The Supermarket Gourmet
by Buck Reed
Old Bay…It’s a Maryland Thang, Hon
Maryland and, more importantly, the Chesapeake Bay has firmly established itself as a kingdom of seafood. We are known for our oysters, shrimp, and, of course, our Maryland crabs. And, what real Marylander doesn’t know that crabs are firmly linked to Old Bay seasoning? I would wager that every local home that boasts a real cook in the house will also have a can of this spice blend in the kitchen. Let’s face it, the stuff is a Maryland staple.
It all started in the late 1930s when a German immigrant, named Gustav Brunn, came to Baltimore with the clothes on his back and a spice grinder under his arm. Being a spice merchant before the politics of his homeland forced him out, he quickly established himself as a good business man and secured a loan to open a spice shop in the Market Place in Baltimore, which was a hub for purchasing fresh seafood. The Baltimore Spice Company was ideally situated with plenty of German customers, and they introduced a blend of 18 spices that was dubbed Delicious Brand Shrimp and Crab Seasoning. It took some time and persuasion, but Gustav was finally able to convince one crab monger to try his spice. Once they did, it took off like wildfire. Suddenly, everyone wanted it for their home kitchen.
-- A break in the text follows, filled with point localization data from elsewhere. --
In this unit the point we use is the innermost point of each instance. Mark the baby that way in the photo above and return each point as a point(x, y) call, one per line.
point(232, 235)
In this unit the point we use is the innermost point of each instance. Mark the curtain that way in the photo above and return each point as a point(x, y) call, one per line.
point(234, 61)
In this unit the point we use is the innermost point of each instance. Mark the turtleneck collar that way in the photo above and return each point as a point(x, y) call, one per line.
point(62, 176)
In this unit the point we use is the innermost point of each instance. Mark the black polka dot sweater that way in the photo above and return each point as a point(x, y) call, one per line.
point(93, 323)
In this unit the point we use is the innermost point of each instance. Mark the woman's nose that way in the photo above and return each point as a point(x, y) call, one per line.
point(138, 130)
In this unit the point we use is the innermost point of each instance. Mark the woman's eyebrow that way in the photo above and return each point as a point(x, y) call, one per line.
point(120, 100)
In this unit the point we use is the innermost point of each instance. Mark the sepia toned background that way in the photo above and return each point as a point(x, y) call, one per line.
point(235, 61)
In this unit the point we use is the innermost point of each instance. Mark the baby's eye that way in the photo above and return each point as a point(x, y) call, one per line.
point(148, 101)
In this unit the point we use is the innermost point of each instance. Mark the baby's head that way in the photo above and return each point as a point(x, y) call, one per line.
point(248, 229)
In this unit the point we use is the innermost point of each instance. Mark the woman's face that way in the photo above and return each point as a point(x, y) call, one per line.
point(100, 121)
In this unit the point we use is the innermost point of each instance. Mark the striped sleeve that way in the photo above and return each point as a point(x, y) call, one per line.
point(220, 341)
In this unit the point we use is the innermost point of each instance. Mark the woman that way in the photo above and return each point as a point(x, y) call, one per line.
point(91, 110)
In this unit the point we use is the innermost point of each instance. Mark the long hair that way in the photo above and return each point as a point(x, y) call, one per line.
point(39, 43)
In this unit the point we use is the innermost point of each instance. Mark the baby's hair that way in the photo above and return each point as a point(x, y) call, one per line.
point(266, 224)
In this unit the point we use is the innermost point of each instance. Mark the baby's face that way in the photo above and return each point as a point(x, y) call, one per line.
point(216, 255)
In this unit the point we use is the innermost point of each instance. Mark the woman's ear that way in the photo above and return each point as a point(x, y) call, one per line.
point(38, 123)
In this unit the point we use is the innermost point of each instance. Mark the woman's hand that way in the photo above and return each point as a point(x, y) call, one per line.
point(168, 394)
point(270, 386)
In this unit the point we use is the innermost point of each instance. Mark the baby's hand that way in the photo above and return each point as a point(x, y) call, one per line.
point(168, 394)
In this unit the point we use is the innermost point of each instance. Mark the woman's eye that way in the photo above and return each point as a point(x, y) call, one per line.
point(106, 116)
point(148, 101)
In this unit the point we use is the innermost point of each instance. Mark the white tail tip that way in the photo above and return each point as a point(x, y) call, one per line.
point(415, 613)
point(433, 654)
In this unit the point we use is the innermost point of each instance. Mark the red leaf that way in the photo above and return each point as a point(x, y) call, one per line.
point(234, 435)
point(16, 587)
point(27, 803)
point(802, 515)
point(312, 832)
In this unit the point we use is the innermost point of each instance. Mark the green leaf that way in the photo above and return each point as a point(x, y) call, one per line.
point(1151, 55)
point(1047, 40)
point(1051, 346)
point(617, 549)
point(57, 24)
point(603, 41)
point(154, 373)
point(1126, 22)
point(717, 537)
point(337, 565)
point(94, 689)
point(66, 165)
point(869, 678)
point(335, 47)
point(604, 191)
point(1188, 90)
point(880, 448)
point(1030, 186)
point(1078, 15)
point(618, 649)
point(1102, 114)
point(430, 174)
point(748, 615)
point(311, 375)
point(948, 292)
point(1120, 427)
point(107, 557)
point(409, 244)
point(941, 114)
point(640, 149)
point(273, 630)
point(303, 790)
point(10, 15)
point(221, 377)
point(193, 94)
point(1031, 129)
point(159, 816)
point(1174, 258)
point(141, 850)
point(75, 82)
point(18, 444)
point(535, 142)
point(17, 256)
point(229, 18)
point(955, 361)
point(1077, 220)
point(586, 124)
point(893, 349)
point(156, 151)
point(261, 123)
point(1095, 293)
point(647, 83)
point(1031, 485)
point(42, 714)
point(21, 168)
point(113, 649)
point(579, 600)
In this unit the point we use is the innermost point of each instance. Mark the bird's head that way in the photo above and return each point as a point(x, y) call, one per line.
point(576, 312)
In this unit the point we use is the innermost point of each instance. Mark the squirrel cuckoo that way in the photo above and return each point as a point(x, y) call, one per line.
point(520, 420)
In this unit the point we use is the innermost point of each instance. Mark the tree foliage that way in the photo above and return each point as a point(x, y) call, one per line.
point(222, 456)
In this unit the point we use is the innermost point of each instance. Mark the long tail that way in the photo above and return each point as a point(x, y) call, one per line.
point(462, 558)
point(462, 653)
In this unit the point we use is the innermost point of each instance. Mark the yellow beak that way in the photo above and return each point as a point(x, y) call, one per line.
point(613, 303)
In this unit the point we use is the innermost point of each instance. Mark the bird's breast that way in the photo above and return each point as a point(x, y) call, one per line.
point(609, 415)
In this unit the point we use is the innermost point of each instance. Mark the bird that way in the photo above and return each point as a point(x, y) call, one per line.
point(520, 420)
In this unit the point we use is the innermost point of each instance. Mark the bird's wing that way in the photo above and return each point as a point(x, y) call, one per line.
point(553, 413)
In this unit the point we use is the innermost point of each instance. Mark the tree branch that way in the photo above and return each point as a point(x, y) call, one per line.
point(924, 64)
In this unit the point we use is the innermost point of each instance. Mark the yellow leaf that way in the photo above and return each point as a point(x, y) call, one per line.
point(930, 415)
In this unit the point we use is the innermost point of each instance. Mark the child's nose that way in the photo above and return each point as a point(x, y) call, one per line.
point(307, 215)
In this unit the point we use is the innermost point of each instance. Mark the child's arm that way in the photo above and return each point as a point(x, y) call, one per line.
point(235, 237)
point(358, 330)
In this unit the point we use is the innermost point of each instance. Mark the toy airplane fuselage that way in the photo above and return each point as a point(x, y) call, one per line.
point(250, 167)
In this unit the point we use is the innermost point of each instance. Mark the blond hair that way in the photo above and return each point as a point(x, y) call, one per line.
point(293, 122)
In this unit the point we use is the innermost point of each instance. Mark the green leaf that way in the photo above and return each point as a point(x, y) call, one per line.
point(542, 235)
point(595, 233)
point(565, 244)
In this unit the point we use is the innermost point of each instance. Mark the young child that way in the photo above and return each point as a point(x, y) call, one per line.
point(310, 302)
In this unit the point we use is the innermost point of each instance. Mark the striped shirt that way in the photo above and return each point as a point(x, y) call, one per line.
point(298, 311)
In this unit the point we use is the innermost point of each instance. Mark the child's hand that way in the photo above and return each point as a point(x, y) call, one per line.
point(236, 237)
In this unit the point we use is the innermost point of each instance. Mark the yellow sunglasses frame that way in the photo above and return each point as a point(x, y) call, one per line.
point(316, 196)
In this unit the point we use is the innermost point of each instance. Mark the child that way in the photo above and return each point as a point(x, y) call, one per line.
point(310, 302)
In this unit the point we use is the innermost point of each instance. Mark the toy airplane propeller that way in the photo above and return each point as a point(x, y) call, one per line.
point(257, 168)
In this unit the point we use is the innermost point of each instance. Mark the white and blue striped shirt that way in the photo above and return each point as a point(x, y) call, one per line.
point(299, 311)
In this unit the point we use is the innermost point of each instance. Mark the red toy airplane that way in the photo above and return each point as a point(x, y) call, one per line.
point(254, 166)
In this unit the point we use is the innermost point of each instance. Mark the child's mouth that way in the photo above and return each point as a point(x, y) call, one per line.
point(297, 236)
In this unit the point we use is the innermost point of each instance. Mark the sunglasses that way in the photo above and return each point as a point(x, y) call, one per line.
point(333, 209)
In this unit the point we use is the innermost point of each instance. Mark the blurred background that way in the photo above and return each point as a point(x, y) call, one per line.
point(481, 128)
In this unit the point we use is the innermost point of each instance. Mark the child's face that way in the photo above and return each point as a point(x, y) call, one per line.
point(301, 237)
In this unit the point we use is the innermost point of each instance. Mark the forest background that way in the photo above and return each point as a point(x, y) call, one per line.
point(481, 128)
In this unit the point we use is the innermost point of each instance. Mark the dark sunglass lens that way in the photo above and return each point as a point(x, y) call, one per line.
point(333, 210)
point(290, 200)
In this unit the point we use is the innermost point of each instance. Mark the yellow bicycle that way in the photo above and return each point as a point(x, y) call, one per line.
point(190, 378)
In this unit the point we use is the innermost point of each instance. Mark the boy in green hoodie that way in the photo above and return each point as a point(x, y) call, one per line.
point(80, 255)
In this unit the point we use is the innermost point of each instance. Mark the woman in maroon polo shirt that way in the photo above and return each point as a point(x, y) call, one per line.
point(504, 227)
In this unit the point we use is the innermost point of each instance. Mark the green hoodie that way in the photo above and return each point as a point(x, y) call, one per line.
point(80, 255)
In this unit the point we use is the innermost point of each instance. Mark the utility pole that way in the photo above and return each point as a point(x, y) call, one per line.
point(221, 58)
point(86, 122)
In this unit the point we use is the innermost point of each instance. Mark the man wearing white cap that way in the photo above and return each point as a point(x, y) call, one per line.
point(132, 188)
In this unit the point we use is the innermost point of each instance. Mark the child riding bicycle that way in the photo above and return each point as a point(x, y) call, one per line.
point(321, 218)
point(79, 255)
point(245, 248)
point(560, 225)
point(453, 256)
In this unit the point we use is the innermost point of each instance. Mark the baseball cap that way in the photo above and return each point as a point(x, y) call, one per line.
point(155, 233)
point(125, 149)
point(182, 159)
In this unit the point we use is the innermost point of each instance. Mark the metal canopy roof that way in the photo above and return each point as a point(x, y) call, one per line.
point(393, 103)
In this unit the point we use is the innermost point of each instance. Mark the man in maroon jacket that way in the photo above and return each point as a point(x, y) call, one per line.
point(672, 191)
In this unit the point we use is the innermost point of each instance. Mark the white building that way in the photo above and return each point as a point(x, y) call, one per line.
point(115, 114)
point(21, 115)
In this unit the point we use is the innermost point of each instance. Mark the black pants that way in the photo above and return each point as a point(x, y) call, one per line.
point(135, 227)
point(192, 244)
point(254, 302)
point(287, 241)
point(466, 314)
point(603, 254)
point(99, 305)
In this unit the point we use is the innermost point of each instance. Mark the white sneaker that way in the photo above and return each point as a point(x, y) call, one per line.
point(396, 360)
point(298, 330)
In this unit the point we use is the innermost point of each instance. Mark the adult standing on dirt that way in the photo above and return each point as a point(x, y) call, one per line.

Later, it changed its name for a passenger ship that traveled from Baltimore to Norfolk, called the Old Bay Line, which was a shorter name and eventually became a household brand.
As most Maryland cooks know, this spice blend is great on crabs, shrimp, and most any seafood. Yet, we also understand that this product can go on just about anything, and most likely will.
Roasted chicken is one of my favorites, and if you are ordering wings, there is almost always an Old Bay option on the menu. I would also say it is a pretty good substitute for a steak blend that comes from Montreal. You can season hash browns or roasted potatoes with it, and more than a few vegetables are pretty tasty with this stuff. Think grilled corn on the cob with Old Bay.
Using it to flavor a compound butter or mayonnaise might also step up your game. Also try it on fresh popcorn or French fries. It will also add some zing to your Bloody Mary, or if you dare, order your next Martini with Old Bay.
Maryland crab soup must include Old Bay, as should crab cakes. I would also add it to any chowder that is found in New England. Salads also work well with this spice, and not just the ones with seafood.
There really isn’t much that you cannot use Old Bay in or on. Can you imagine that there are a couple of Old Bay ice cream products out there? If you cannot find them, just sprinkle some Old Bay onto your favorite vanilla ice cream.
Today, Old Bay is owned and produced by the McCormick Spice Company, with the same recipe as the first day it was sold. Yet, it doesn’t really matter who is selling it or where it is sold, Old Bay will always find a home in the Maryland pantry.